Он подвёл Германа к окну и сдвинул штору. Внизу был внутренний двор «Юбиля», где стояли два старых автобуса с облезлыми крышами.
— «КАвЗик» — это «трахома». С первого дня у «Коминтерна». Водила — Андрюха Воронцов. А «Кубань» мы недавно купили. Знаешь, как прозвали? «Барбухайкой», — Серёга испытующе посмотрел на Германа. — Пойдёшь на «барбухайку» шоферить, Немец? Дам общагу и членство в «Коминтерне».
Герман молчал, размышляя.
— Или ты думал, что я тебя сразу в Штаб включу и квартиру выделю?
Конечно, Герман думал, что Серёга сделает предложение повыгоднее… Хотя, вообще?то, с чего? Они столько лет не виделись. Всё так изменилось…
— Серый, спасибо, — сказал Герман. — Я согласен.
Они спустились во двор и залезли в раздолбанную «Кубань». В Афгане «барбухайками» называли пассажирские грузовики с высокими кузовами. Эти чудища ездили без правил, а возили сразу и людей, и скот.

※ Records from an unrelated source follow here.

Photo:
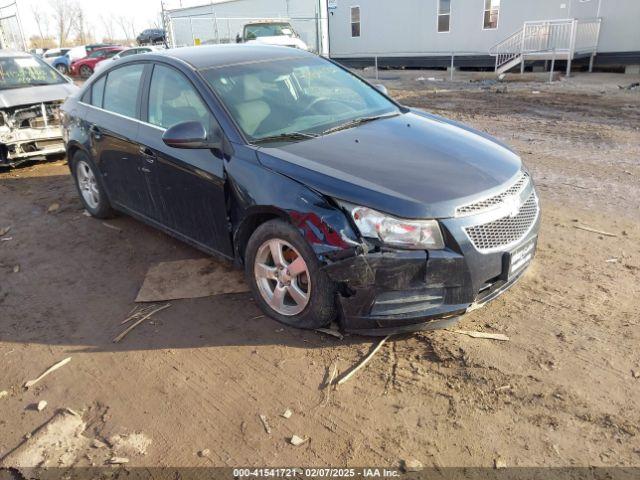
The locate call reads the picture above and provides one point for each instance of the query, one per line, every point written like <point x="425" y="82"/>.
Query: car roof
<point x="213" y="56"/>
<point x="13" y="53"/>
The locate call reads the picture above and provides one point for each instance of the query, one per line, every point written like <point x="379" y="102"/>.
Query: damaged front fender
<point x="30" y="132"/>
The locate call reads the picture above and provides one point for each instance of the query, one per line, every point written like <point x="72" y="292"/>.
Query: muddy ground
<point x="564" y="391"/>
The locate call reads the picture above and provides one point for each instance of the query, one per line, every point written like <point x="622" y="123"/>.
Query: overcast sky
<point x="145" y="12"/>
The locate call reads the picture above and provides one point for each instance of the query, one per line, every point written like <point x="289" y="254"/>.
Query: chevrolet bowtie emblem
<point x="512" y="205"/>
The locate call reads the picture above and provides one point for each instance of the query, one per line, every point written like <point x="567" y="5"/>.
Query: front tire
<point x="89" y="185"/>
<point x="285" y="277"/>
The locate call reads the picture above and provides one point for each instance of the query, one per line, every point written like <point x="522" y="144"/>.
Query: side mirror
<point x="189" y="135"/>
<point x="382" y="88"/>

Серёга сел в салоне на диванчик, достал плоскую фляжку коньяка и складные стопочки.
— Садись, — предложил он Немцу. — Дошлём патрон, мишени чешутся.
Серёга хотел, чтобы Немец понял: он получит не только работу и жильё, но и самое большое благо — возможность общения с ним, с Лихолетовым.
— Серёга, а насколько у тебя тут всё надёжно? — спросил Немец.
— В смысле?
— Ну… В Москве заваруха — и ты сразу же бойцов мобилизовал…
— А?а, это… Это херня. «Коминтерн» ведь вовсе не на бизнесе держится. Бизнес — просто потому, что при Горбачёве можно. А «Коминтерн» держится на «афганской идее». И она всегда будет работать, хоть при какой власти.
— Что за «афганская идея»? — недоверчиво спросил Герман.
— Идея, Немец, в том, что «афганец» всегда поможет «афганцу». Как там было, помнишь? Прижмут басмачи пехоту на седловине — к пацанам сразу помощь: с неба вертушки летят, по дороге бэтээры катят, из?за хребтов по бородатым «грады» работают. Все друг другу помогают, так положено.
— Ну, было, — неохотно согласился Герман. — А здесь это при чём?
В «барбухайке» пахло пылью. Серый снова разлил коньяк по стопочкам.
— «Афганская идея» — братство. В Афгане мы были братья по Союзу и на этом воевали. А в Союзе мы братья по Афгану и на этом делаем дела.